Eighty-six percent of big businesses in Russia said they were anxious about new punitive measures, according to a survey conducted by the U.S.-based Adizes Institute consultancy commissioned by news outlet RBC.
Respondents named import bans, a weaker ruble and a ban on Russian state banks conducting foreign exchange transactions as their top three concerns.
“It’s impossible to prepare for this, just like [it’s impossible to prepare] for a natural disaster,” said Mikhail Levchuk, a board member of the Business Russia entrepreneurial group.
Asked about the effects of the last round of sanctions in April, 95 percent of big Russian businesses said they had suffered from a weak ruble and instability in financial markets.
“We’ve all been cooking in this cauldron since 2014. Some were more successful, some less.
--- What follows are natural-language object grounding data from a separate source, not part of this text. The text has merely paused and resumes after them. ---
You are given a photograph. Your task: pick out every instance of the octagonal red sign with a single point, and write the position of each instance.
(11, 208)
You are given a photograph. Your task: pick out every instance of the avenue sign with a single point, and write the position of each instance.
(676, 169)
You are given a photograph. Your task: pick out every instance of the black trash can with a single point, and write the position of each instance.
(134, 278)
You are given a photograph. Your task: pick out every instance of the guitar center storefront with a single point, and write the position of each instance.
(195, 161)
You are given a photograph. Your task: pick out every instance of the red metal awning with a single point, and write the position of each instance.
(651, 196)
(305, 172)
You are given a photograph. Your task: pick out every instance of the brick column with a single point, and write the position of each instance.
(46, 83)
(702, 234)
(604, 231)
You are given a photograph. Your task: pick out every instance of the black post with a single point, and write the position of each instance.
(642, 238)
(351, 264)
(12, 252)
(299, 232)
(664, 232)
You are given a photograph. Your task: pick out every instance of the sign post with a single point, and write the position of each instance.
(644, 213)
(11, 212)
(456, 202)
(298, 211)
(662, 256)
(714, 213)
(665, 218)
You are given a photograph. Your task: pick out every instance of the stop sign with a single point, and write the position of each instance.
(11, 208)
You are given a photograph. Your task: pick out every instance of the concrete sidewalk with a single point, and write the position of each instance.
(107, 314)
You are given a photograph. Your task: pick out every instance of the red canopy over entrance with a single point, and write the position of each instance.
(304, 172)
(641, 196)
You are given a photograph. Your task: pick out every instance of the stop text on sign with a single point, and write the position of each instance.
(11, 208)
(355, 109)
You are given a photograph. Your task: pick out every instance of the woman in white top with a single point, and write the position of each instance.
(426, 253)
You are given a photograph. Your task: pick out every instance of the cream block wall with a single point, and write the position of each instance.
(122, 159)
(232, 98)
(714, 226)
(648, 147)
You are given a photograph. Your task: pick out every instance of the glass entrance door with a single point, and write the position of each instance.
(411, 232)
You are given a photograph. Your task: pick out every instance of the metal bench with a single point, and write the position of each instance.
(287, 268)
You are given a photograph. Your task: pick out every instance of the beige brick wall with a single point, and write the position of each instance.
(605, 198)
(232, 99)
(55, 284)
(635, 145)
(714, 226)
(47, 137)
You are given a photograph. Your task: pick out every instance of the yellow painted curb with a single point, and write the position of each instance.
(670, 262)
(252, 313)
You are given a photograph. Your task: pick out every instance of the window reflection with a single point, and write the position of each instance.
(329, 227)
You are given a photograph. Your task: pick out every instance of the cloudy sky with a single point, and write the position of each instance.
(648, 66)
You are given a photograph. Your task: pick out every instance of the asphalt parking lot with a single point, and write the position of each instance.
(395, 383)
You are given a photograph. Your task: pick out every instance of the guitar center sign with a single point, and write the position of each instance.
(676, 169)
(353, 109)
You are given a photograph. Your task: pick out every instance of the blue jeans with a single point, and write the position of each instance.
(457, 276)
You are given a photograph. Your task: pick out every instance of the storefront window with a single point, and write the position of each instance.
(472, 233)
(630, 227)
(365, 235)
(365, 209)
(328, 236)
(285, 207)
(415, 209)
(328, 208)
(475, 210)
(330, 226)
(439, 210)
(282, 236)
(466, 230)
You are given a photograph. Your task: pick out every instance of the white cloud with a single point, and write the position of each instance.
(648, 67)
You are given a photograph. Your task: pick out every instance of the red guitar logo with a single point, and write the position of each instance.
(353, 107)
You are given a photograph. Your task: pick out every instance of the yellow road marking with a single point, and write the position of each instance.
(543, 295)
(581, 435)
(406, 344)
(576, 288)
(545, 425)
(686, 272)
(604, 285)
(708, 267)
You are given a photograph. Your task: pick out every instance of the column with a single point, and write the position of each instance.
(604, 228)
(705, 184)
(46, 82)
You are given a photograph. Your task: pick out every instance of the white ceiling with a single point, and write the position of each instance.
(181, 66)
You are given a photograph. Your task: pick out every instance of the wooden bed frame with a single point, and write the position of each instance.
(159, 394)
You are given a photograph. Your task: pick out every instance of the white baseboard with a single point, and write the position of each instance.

Some went out of business, while others adapted and found other suppliers,” Levchuk was quoted as saying.
In April, the U.S. Treasury Department targeted major Russian companies and prominent businessmen for their closeness to Russian President Vladimir Putin.
In August, a bipartisan bill was passed in Congress which would restrict new Russian sovereign debt transactions, energy and oil projects, and uranium imports, and would extend sanctions on Russian political figures and oligarchs.
According to Bloomberg, U.S. lawmakers will consider the bill after Tuesday’s midterm elections.